The Little Vulgar Book of Mechanics (v0.6.0) - Sound I

Last updated: February 13th 2022

Just added a new section to the book: Sound I.

Sound I #

"In Space, no one can hear you scream." – ALIEN (1979), movie tagline.

This is one of those "facts" that people repeat all the time: There is no sound in space. Which is fine. It's true enough. The problem is that people will often "explain" it further, by saying it's because "sound needs an atmosphere in which to travel," which is wrong.

So let's start there: "There's no sound in Space." Yes, correct. "There is sound here on Earth." Also correct, obviously. And, using your powers of deduction, you can conclude: Therefore, sound requires... something, in order to exist.

So far so good.

Before we go on, though, let me set a rule: We do not say that sound "travels." Death metal screamers: I don't want you to think of your screams "traveling" from your mouth to the mic. There is no such traveling entity, or agent. There is no "scream" that is "traveling" from your mouth to the mic.

If you think sound "travels through the air," you are gonna be a shitty singer, engineer, and spouse. And you will never understand anything. And you will live a life of misery and despair. And your wife will divorce you. Do not think of sounds "traveling through the air."

Why? I'll explain below. Let's start with some basics first.

Sound I - Medium I #

OK, so I opened this section with the Alien tagline, but let's switch to Star Wars for a second, because I have an anecdote for context.

The other day I came across some comment on an Internet sci-fi forum thing, where someone was saying that Star Wars is "soft sci-fi." That it is "more fantasy than sci-fi."

Impressive. Noticing that SW is not scientifically accurate. How did Mr. big brains arrive at such insight? Was it the people vanishing out of their clothes, when getting killed by a 900-year-old little green monkey with a sword made of light?

No. He says the reason Star Wars movies are "more fantasy than sci-fi" is that they have "sounds in Space" during the battles. "In real life, you woudn't hear those explosions," he says. Because there is no sound in space. Because "sound needs an atmosphere in which to travel."

So that's how whales and dolphins communicate sonically, is it? By shooting their whistles up into the air, so they can "travel" across the atmosphere?
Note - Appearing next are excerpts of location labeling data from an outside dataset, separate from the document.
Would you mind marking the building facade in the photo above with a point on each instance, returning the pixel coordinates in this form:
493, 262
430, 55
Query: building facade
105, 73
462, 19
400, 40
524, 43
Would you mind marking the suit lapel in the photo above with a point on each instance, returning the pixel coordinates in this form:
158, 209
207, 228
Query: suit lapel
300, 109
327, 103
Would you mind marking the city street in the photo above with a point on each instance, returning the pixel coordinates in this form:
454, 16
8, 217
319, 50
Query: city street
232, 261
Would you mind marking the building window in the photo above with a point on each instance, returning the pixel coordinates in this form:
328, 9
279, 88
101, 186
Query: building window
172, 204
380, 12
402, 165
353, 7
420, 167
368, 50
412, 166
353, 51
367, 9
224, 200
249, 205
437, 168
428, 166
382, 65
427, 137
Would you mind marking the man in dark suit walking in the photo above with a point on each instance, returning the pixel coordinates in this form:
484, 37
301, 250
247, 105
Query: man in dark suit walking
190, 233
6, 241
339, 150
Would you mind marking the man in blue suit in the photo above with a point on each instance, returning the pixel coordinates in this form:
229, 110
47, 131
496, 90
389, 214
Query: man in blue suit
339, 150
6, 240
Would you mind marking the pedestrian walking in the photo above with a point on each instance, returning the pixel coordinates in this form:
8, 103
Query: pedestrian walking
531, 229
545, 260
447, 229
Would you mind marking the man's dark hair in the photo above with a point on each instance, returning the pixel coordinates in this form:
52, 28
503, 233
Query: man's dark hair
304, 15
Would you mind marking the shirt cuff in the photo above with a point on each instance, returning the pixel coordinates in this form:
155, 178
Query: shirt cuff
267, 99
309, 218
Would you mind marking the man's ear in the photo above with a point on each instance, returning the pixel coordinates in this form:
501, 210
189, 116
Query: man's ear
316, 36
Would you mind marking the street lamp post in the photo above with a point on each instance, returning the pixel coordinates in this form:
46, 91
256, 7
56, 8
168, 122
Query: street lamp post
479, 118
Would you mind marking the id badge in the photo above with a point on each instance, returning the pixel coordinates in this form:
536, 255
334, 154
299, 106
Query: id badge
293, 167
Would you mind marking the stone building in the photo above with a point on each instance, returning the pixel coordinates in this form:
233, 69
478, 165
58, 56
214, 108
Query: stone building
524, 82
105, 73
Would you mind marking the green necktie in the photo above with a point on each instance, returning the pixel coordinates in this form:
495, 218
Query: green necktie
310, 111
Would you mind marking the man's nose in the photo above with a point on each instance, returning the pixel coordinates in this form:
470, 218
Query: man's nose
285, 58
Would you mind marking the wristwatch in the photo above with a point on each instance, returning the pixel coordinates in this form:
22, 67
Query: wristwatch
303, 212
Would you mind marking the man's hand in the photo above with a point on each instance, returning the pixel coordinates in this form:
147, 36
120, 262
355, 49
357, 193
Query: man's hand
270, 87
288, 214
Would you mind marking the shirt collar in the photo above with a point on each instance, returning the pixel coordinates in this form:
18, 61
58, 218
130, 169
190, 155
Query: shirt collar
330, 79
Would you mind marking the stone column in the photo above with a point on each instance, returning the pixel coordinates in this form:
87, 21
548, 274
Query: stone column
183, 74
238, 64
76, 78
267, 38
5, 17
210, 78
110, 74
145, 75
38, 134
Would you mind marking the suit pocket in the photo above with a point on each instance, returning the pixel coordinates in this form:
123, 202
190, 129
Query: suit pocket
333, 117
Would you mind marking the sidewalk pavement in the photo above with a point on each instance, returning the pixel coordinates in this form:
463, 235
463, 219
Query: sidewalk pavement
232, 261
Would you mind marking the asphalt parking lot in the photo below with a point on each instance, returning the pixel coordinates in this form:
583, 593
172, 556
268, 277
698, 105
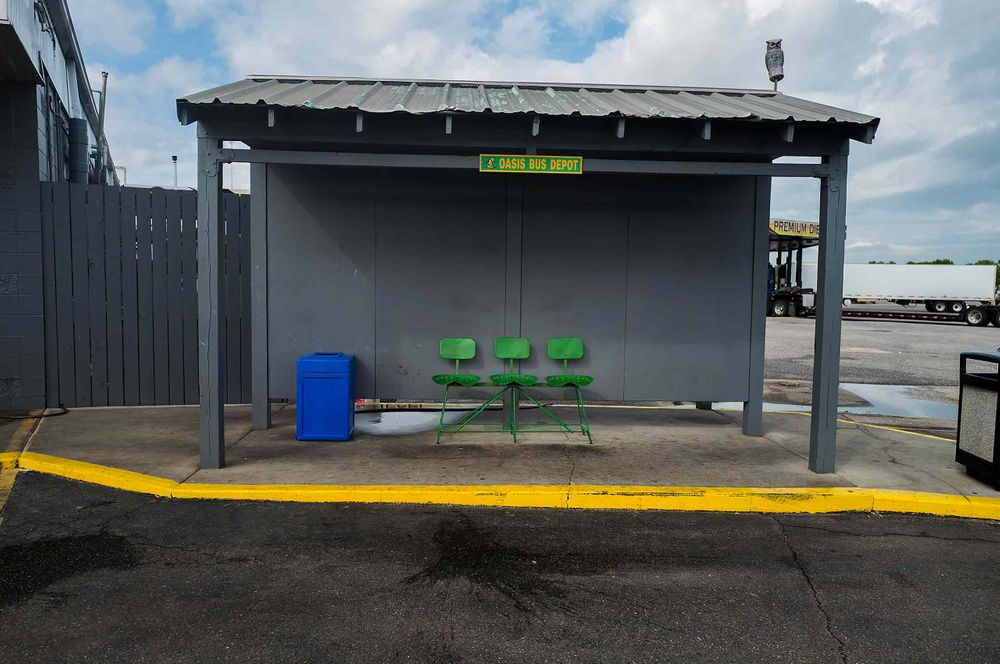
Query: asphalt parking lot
91, 574
886, 352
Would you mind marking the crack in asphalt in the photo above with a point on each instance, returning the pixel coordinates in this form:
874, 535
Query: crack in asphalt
893, 460
922, 535
841, 646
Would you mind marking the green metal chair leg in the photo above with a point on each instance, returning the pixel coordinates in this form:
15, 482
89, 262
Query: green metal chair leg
517, 406
477, 412
444, 406
552, 416
584, 421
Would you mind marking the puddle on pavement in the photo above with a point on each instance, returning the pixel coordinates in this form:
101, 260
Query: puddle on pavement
890, 400
401, 422
898, 401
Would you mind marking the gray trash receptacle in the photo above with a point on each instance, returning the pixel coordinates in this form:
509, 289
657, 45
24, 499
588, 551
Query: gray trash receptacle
979, 417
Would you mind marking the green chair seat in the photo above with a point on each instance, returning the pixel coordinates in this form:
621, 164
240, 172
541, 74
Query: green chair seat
565, 380
465, 380
524, 380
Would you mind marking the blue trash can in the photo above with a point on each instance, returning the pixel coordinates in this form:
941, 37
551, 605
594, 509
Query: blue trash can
325, 397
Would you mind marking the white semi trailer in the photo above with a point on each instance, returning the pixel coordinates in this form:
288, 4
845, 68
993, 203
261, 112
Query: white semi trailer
940, 288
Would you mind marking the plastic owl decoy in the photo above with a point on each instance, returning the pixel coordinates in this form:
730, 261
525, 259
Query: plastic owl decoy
774, 59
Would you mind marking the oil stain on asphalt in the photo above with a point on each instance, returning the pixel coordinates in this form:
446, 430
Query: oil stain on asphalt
27, 569
530, 581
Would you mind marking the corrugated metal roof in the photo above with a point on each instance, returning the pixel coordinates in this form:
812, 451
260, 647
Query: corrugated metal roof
441, 96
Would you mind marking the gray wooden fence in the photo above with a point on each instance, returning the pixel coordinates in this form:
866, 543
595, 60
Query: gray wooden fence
119, 275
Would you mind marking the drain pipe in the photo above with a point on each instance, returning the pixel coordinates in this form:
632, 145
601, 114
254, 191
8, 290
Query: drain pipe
79, 151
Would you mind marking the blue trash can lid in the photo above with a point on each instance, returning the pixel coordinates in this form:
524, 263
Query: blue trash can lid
326, 362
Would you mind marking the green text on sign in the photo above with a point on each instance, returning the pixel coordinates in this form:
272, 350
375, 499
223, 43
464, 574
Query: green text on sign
529, 163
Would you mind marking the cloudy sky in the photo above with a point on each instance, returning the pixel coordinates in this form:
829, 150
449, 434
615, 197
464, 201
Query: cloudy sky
928, 187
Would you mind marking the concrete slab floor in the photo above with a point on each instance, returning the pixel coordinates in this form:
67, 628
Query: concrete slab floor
632, 447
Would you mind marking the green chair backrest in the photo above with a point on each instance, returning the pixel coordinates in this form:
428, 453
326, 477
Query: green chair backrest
565, 349
454, 348
510, 349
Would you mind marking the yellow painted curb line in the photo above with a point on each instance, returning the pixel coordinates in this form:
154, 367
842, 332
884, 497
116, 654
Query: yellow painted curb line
8, 460
96, 474
802, 500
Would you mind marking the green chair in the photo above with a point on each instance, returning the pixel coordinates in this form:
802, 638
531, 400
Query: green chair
566, 349
510, 349
458, 350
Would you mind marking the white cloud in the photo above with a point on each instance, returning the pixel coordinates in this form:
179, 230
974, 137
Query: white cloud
903, 60
142, 125
112, 25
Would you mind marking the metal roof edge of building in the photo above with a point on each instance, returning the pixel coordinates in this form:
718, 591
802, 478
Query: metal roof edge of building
444, 96
508, 84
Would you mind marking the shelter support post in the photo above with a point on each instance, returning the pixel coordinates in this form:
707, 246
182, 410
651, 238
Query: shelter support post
830, 287
258, 297
798, 266
512, 289
211, 304
753, 408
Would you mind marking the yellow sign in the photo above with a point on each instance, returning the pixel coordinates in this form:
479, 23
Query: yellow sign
792, 228
530, 163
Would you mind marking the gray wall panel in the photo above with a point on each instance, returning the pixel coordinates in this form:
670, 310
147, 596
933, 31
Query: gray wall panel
688, 311
652, 272
321, 276
573, 272
441, 265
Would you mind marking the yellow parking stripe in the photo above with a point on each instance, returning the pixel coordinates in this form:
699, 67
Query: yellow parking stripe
803, 500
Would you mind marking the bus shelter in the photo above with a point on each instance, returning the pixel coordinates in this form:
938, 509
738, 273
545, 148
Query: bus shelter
387, 214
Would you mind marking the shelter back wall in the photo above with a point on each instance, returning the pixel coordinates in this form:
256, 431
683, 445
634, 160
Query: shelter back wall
653, 273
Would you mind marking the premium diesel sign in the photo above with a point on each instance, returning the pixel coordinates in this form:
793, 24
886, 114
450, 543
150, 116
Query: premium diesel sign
793, 228
529, 163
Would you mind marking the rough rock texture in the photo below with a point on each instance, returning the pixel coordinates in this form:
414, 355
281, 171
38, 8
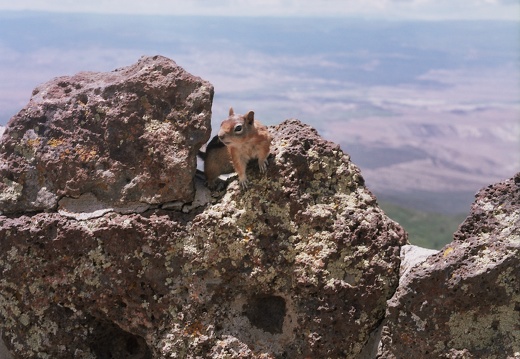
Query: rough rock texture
127, 137
299, 265
464, 302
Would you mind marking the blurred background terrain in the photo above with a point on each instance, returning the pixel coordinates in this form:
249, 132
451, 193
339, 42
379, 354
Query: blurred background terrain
427, 106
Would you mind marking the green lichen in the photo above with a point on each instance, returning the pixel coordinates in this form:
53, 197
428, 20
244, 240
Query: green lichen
12, 193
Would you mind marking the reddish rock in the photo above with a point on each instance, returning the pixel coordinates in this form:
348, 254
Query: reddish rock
299, 265
128, 137
464, 302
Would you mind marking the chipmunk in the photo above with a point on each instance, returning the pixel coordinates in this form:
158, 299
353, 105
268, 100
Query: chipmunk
240, 139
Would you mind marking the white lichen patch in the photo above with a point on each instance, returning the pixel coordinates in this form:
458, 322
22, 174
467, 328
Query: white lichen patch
12, 193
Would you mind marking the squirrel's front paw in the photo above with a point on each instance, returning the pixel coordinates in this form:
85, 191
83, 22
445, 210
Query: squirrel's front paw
243, 183
263, 165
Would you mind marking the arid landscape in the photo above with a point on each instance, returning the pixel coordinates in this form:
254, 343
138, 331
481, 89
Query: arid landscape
429, 110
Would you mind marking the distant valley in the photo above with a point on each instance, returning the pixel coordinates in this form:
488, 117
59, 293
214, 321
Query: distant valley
429, 111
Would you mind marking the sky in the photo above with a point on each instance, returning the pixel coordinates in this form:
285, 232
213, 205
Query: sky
420, 105
386, 9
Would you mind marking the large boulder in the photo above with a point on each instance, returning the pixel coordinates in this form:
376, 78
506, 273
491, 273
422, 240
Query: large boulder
126, 138
299, 265
464, 301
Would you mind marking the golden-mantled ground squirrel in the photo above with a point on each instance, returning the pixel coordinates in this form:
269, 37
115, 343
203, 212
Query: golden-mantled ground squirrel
240, 139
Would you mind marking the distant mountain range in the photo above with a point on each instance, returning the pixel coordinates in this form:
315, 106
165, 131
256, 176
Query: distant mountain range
430, 111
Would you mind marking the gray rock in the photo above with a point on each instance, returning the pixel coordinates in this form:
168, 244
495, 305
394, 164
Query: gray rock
299, 265
464, 301
123, 137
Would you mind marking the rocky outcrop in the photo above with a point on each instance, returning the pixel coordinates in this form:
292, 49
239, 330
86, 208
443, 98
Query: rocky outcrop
118, 264
464, 301
111, 247
127, 138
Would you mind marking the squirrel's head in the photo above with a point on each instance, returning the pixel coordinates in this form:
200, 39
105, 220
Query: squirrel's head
236, 128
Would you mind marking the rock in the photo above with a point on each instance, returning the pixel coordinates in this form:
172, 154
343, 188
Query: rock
464, 301
411, 256
299, 265
126, 137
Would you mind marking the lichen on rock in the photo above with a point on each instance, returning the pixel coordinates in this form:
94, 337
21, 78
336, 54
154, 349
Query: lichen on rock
299, 265
463, 302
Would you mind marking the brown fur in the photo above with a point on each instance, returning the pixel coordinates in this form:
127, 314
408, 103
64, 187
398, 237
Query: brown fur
240, 139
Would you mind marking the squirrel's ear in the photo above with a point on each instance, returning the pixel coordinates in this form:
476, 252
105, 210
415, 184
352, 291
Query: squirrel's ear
250, 117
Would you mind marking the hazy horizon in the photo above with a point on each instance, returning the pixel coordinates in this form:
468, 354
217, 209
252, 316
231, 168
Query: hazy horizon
423, 107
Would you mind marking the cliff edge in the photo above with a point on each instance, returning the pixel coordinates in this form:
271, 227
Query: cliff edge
111, 247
No. Dolphins and whales rely on sound, but it's all underwater. It's not that sound "needs an atmosphere," it's that sound needs a medium.

Back to Alien's tagline, let's play out the hypothetical situation:

The two of us are in Space. Well, three of us, counting the xenomorph. The xenomorph bites your leg or something. You scream at me, for some reason. Always blaming me for everything. Your vocal cords and shit vibrate normally, as usual. I.e. all the mechanics of your screaming are working as expected. But those vibrations in your body are not disturbing anything else, outside of you.

No water molecules, no air molecules, nothing. "In Space, no one can hear you scream," because the vacuum of space is not a proper medium for propagating the vibrations we perceive as sound.

Think of a sound-friendly medium as a collection of particles. A bucket where everything happens. It could be the ocean. Or some atmosphere. Or air in a helmet. The particles have some mass, so you can disturb them, and they can disturb each other. And by "disturb them" I mean make them vibrate. And by "vibrate" I mean displace them, back and forth, with respect to an equilibrium position.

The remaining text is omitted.